Она перебирала то, что лежало на ночном столике и в его ящиках. И там, под кучей бумаг и брошюр о парусных яхтах, нашла фотографию. Достала ее и внимательно изучила.
На фотографии были Лорелей Линдберг и маленькая девочка, они стояли под дождем перед магазином. Магазином тканей, это можно было разобрать, если хорошенько присмотреться, что Дорис и сделала, но не тогда, позднее.
Сандра с рассеченной уродливой губой; Дорис Флинкенберг узнала ее и почувствовала, как по спине пробежал холодок — от нежности и любви. И Лорелей Линдберг. Ее было легко узнать, это не мог быть никто другой. Но в то же время на фотографии она выглядела немного иначе — не более чужой, но как бы более знакомой, и это пугало.
Сердце Дорис забилось, это было неприятное чувство, оно охватило ее, и с ним подступила дурнота, ей пришлось сглотнуть, чтобы отогнать тошноту. Пока она смотрела. Потому что вдруг она поняла, что именно увидела и что показалось ей знакомым.
Лорелей Линдберг в красном плаще.
Пластик — вечный материал.
Красный дождевик, никаких сомнений: это тот же проклятый плащ или, по крайней мере, точь-в-точь такой же, какой она видела на озере Буле.
Не так давно. Тот, что был на Эдди де Вир.
На ней, значит. Труп американки.
Сандра вернулась и принесла пистолет.
Дорис поспешно захлопнула ящик и ничего не сказала Сандре о своей находке.
— Ну-ка посмотрим, кто вернее попадет в яблочко.
— Эй! Что с тобой такое? Ты выглядишь так, словно увидела… привидение. Или как теперь говорят… фантазм. Ну же. Нечего пялиться! Пошли постреляем.
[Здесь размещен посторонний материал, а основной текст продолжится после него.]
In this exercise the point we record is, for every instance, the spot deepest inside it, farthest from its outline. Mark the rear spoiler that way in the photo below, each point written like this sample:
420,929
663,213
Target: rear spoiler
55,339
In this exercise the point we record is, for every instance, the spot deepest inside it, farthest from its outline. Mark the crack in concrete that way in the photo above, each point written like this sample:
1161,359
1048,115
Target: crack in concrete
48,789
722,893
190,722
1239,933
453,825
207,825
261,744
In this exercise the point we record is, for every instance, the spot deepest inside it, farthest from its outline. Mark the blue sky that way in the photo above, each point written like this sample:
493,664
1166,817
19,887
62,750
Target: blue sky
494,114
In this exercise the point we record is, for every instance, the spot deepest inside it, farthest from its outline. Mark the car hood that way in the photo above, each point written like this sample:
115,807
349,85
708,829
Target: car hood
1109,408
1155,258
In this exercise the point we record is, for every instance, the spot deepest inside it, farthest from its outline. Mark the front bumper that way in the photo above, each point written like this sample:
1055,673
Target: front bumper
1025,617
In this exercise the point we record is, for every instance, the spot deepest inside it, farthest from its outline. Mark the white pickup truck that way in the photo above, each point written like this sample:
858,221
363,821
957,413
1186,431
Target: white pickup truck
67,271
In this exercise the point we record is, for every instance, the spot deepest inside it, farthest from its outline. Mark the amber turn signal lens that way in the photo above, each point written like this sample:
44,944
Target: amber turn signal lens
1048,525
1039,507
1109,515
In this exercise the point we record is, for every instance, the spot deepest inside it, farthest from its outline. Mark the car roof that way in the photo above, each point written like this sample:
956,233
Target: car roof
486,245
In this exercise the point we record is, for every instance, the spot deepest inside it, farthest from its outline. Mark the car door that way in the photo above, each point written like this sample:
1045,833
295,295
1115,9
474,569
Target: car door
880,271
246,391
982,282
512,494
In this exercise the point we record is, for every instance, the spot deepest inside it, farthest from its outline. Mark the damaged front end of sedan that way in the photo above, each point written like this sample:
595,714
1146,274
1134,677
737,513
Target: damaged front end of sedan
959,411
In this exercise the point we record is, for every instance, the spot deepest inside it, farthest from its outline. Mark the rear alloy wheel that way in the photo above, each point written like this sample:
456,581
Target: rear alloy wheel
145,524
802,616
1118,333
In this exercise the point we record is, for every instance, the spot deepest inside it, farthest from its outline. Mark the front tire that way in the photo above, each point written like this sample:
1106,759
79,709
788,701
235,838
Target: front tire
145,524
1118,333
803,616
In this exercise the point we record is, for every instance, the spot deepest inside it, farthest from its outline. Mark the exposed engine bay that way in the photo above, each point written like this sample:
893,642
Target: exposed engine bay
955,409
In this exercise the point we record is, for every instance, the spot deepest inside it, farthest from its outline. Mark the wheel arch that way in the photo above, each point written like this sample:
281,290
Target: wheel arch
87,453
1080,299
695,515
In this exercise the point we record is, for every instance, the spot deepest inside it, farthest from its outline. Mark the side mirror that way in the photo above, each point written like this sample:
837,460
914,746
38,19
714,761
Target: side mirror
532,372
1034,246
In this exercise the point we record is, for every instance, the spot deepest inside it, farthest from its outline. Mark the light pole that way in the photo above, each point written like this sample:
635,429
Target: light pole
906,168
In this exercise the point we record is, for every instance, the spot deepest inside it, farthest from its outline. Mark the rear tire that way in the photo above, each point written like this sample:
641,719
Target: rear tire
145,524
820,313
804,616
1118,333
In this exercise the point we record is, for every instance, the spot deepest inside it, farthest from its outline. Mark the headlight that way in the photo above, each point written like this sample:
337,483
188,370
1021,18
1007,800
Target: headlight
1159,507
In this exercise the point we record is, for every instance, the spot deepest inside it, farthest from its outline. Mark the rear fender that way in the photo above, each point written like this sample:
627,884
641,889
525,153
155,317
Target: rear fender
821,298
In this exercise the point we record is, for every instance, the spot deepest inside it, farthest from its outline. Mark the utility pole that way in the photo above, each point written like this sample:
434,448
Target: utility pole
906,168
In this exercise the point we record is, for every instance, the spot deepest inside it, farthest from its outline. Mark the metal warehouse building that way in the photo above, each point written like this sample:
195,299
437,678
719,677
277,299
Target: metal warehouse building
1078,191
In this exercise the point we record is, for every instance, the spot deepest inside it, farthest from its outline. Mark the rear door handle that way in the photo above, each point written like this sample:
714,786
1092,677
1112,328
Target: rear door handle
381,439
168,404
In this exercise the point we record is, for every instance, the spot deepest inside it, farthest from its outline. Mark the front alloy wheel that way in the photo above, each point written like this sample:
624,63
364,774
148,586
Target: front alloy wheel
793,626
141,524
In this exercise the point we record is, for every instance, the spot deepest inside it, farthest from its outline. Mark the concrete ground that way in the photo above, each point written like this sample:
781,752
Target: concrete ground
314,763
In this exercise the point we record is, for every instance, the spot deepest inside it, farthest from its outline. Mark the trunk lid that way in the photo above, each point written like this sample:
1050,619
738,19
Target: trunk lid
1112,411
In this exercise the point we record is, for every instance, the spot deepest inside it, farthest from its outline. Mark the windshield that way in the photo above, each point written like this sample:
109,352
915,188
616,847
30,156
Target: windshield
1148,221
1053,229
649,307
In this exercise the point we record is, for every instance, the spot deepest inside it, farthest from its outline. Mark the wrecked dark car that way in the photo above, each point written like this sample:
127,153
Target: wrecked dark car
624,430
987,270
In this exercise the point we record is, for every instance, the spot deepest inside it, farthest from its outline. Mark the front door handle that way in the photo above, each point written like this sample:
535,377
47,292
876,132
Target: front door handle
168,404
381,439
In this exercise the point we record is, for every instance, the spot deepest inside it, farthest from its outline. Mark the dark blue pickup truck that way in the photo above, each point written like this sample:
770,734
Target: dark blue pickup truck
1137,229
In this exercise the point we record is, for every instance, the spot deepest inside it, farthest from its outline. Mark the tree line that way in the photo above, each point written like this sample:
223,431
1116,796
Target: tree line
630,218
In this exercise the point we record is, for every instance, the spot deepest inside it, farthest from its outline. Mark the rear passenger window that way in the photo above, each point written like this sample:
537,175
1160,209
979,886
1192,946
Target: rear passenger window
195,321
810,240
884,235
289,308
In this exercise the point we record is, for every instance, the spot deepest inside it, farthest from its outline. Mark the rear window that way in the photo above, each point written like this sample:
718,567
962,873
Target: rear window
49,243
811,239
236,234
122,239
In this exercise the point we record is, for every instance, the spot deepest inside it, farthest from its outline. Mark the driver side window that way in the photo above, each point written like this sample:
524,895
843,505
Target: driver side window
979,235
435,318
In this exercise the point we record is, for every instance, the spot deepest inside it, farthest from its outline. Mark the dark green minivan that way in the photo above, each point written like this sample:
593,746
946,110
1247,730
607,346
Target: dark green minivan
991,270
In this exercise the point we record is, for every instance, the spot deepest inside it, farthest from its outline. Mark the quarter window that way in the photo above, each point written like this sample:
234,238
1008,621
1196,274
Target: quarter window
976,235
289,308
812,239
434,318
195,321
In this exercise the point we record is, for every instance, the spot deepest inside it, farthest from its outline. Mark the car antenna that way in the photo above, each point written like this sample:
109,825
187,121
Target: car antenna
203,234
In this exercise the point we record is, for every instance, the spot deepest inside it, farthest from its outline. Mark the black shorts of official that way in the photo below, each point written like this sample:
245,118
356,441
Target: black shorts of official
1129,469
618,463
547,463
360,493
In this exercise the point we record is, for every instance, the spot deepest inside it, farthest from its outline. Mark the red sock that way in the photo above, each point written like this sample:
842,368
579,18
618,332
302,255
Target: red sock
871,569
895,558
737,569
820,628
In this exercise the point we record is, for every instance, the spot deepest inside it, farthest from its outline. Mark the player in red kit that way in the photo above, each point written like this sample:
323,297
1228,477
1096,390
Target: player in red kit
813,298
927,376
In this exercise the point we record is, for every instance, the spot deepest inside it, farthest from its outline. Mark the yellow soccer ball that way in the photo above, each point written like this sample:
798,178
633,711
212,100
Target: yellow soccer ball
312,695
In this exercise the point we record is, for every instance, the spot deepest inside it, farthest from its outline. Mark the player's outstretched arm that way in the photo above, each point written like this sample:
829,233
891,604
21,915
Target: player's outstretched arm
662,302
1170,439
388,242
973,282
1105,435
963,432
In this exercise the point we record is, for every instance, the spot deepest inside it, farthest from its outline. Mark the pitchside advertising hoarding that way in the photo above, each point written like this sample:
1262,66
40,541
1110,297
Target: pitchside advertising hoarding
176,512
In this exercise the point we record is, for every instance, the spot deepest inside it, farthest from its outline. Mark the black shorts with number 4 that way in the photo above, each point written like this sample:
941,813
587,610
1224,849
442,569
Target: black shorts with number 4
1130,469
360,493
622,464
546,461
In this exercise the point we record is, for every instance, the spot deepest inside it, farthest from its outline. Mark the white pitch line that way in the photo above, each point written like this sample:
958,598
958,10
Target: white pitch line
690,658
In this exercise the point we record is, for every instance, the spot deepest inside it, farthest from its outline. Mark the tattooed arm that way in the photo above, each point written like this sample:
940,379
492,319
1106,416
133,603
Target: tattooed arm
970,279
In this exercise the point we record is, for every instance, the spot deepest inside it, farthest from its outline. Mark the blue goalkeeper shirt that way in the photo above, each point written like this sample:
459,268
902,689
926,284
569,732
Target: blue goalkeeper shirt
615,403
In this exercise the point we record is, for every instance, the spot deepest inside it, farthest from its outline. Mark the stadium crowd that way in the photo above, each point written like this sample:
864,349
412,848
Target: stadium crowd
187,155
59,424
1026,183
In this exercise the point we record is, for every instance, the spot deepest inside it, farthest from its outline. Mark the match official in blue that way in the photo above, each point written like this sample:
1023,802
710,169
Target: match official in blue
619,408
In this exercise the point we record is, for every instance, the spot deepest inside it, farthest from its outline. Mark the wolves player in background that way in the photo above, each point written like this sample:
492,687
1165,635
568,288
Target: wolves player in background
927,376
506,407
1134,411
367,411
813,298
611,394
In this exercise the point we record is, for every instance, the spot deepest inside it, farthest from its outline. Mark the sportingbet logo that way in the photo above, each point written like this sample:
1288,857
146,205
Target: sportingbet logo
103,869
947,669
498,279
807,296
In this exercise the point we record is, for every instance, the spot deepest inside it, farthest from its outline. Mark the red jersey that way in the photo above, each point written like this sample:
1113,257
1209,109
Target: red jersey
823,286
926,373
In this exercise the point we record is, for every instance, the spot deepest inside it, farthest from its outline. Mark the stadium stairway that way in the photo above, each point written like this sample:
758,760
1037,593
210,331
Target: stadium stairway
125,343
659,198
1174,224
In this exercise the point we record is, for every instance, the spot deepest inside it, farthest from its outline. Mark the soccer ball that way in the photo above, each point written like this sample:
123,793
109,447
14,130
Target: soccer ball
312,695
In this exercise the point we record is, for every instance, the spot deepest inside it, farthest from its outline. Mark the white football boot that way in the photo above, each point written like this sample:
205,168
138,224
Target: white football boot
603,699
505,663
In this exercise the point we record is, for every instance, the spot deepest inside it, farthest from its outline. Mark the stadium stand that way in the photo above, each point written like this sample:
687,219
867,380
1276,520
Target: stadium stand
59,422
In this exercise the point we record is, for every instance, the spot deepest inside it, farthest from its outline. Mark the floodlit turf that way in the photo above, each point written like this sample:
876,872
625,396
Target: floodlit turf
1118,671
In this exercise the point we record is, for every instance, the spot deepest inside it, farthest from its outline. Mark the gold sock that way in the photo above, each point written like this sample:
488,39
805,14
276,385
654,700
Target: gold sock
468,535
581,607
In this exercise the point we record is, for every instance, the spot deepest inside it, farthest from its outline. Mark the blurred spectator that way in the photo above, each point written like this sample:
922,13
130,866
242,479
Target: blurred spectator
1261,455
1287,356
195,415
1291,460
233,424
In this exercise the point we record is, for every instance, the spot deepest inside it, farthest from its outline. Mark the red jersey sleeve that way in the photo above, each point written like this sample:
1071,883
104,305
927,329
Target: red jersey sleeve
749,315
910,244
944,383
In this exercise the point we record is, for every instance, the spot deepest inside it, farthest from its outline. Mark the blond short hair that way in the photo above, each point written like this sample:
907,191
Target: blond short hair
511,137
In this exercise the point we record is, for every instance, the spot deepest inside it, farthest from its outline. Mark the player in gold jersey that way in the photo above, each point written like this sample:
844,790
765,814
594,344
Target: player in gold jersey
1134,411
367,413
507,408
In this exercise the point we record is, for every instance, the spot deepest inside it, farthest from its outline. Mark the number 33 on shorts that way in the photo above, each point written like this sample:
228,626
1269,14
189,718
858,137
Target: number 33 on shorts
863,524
И они устроили на дворе соревнование: кто собьет выстрелом дверной колокольчик.
Выиграла Дорис.
Они красились. Готовились к тому моменту, когда гадкий утенок превратиться в лебедя, или так: к тому моменту, когда Дитя Озера станет Королевой Озера — просто игра словами, которая тогда еще ничего не значила. Этот момент, казалось, уже приближался. По крайней мере, если посмотреть на одну из них.
На Дорис. Именно на Дорис, а не Сандру, вот что тоже было удивительно. Казалось, что должно было бы быть наоборот.
А случилось вот что: Дорис выросла. Сандра тоже, но Дорис более явно. Настолько явно, что на это нельзя было не обратить внимания. И надо было что-то с этим поделать, чтобы сохранить между ними равновесие.
Хотя бы как-то поддержать, прояснить.
Детское обличье слетело с Дорис Флинкенберг, она вытянулась. Не стала худой, но у тела появились изгибы, как у бутылки кока-колы. Волосы Дорис, цвета проселочной дороги, выгорели на солнце, которое все лето жарило над кладбищем, где она подметала дорожки и сажала цветы, и теперь не желали приобретать свой естественный цвет.
Хотя девочки почти не выходили из дома, до самых последних дней.
После сексуального пробуждения можно было подумать, что светлые волосы станут приметой Дорис-женщины. Длинные и мягкие, они падали ей на плечи и росли больше и больше. Невозможно было пройти мимо. Сандра, на дне бассейна, то и дело их причесывала.
Зазвонил телефон. Сандра не ответила.
— А вдруг это Лорелей Линдберг? — сказала Дорис. — Может, возьмешь трубку?
— Не сейчас, — ответила Сандра, застыв посреди игры. — Сейчас я хочу играть.